Strozzapreti Is The Unique Pasta Shape That May Have A Dark History

For much of Italian history, pasta and politics have gone hand and hand. The Manfredi Lunghi pasta shape is named after a 13th-century Sicilian king. When one Italian Futurist, Filippo Tommaso Marinetti, satirically suggested that pasta was an outdated dish in the early 1900s, it inspired such an impassioned uprising as to evoke a small Civil War. Today, we're deep-diving into another perhaps lesser-known pasta shape inspired by historical and social influences. Introducing strozzapreti (aka lunghetti), which resembles a more twisted cavatelli, and is made from a simple combination of flour and water — no eggs.

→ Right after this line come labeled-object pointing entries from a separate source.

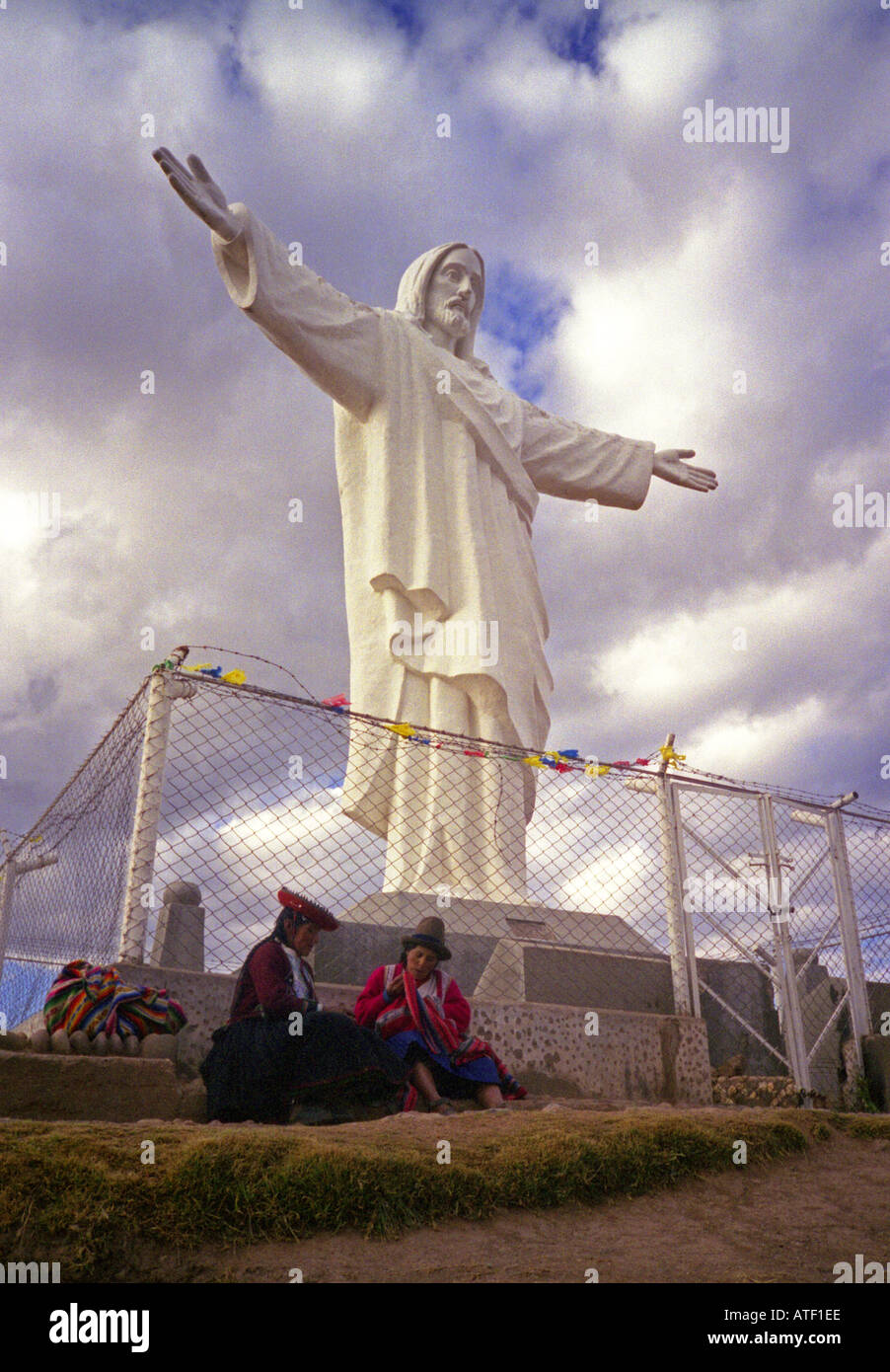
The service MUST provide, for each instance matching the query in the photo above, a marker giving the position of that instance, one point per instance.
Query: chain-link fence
(559, 879)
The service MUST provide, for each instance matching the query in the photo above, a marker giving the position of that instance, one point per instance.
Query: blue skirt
(454, 1083)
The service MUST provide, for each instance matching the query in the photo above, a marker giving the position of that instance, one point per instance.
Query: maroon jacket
(264, 985)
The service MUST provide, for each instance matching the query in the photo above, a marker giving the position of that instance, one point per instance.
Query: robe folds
(439, 471)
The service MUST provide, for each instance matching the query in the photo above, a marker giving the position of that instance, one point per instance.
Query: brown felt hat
(310, 910)
(429, 933)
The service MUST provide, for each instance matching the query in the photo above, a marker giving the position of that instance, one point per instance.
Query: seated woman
(278, 1047)
(424, 1019)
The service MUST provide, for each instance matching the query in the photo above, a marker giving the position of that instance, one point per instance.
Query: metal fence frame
(669, 789)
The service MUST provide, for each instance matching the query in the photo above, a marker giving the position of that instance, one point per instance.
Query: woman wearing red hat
(278, 1047)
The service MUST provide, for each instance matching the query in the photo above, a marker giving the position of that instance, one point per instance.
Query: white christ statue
(439, 471)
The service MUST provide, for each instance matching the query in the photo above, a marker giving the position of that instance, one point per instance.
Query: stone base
(552, 1050)
(119, 1090)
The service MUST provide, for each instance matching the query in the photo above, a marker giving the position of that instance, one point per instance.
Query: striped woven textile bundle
(96, 1001)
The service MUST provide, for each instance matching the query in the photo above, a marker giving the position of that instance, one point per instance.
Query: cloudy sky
(738, 306)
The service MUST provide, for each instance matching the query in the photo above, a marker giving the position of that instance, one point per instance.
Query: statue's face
(454, 291)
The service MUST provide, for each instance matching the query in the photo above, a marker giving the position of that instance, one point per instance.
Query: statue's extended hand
(199, 191)
(671, 467)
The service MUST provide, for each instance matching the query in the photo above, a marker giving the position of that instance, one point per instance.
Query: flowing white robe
(439, 471)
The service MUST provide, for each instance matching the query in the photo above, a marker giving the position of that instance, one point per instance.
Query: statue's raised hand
(671, 465)
(200, 192)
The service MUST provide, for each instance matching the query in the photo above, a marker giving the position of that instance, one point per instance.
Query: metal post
(682, 975)
(860, 1014)
(144, 843)
(11, 872)
(784, 969)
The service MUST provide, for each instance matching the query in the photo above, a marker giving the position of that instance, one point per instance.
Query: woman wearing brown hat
(278, 1047)
(422, 1017)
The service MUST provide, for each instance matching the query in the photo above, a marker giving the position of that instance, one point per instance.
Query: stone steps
(66, 1086)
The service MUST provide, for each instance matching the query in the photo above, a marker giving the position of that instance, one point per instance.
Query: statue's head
(446, 287)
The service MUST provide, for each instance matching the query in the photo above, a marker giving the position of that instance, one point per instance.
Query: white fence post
(790, 1017)
(682, 953)
(860, 1014)
(143, 845)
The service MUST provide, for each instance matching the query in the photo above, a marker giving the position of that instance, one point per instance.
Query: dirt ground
(783, 1221)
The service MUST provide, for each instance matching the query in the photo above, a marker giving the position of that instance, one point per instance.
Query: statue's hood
(411, 298)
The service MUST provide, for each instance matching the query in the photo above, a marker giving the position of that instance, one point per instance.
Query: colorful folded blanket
(96, 1001)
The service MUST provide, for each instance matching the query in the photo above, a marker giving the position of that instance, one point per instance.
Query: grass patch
(84, 1185)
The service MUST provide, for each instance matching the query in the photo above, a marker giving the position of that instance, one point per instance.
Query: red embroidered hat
(310, 910)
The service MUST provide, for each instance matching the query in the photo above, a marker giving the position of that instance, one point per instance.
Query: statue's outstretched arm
(671, 465)
(199, 191)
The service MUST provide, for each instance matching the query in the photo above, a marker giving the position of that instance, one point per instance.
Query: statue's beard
(453, 320)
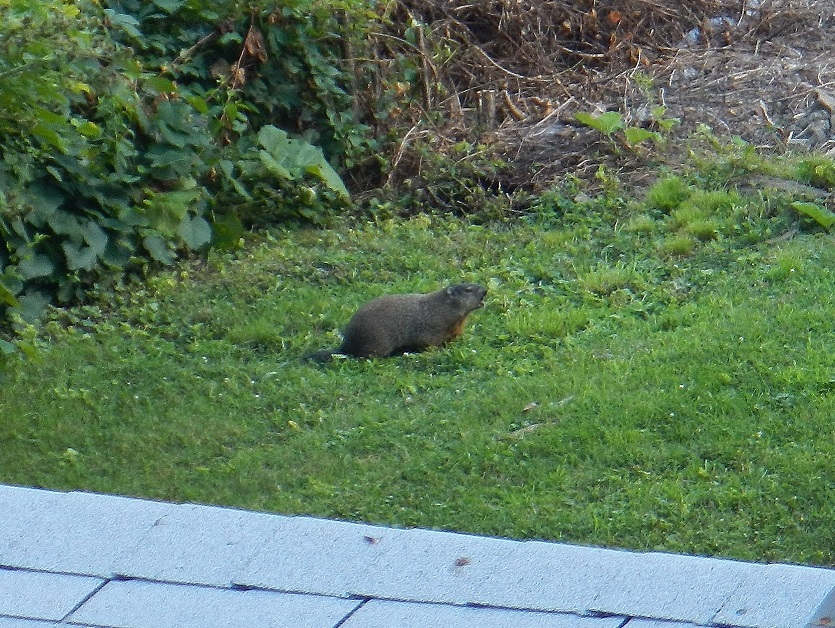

Before the Kingdom of Italy was established in 1861, Emilia-Romagna belonged to the Church-State. Priests regularly showed up door-to-door to collect taxes, typically around lunchtime, and always demanded to be fed by whatever household they happened to be visiting. Under the oppressive Papal State, if the northern Italian people couldn't afford to feed them, priests would sometimes confiscate their eggs as an alternative payment, leaving the people to figure out how to make pasta with just flour and water — and they weren't happy about it.

Now that they had their eggs swiped, they were naming their new flour-and-water pasta "strozzapreti," Italian for "priest strangler." Per the lore, the hope was that whenever priests visited households in Emilia-Romagna, they would be served the pasta and choke on it. The twisted, elongated shape of the strozzapreti might have been designed to resemble the ropes that 19th-century Italians used to hang criminals. 

How to make strozzapreti at home

This isn't the only theory as to how strozzapreti's dark name originated. Another story says that a traveling priest once stopped at an Italian convent and demanded to be fed. He was so hungry that when the sisters fed him the pasta, he ate it so quickly that he choked, and was swiftly revived by a sisterly smack to the back of the head. The original recipe might have also been inspired by necessity in the winter months when chickens lay substantially fewer eggs. 

Today, strozzapreti is an empowering reminder of the Romagna region's anarcho-socialist history — and it's also a great way for novice foodies to try making their own pasta. Strozzapreti is a simple combination of semolina flour, all-purpose flour, salt, and warm water — no pasta-maker necessary. To make a batch, the dough is assembled, sliced into thin strips (a pizza cutter works well for this step), rolled by hand, twisted, and boiled. The result is a chewy, spongey bite (as long as you remember to sift the flour first). Individual pasta strands can be varying lengths, but consistently remain roughly 3 millimeters thick.

Since strozzapreti is traditionally a working-class dish, it was typically dressed in olive oil and Parmesan. Now, modern home cooks can get creative and serve their strozzapreti with whatever ingredients they prefer. Roasted tomatoes, mushrooms and ricotta, clams and tomato sauce, sausage and broccolini, zucchini and squash blossoms, or wild boar ragù would all make delicious pairings.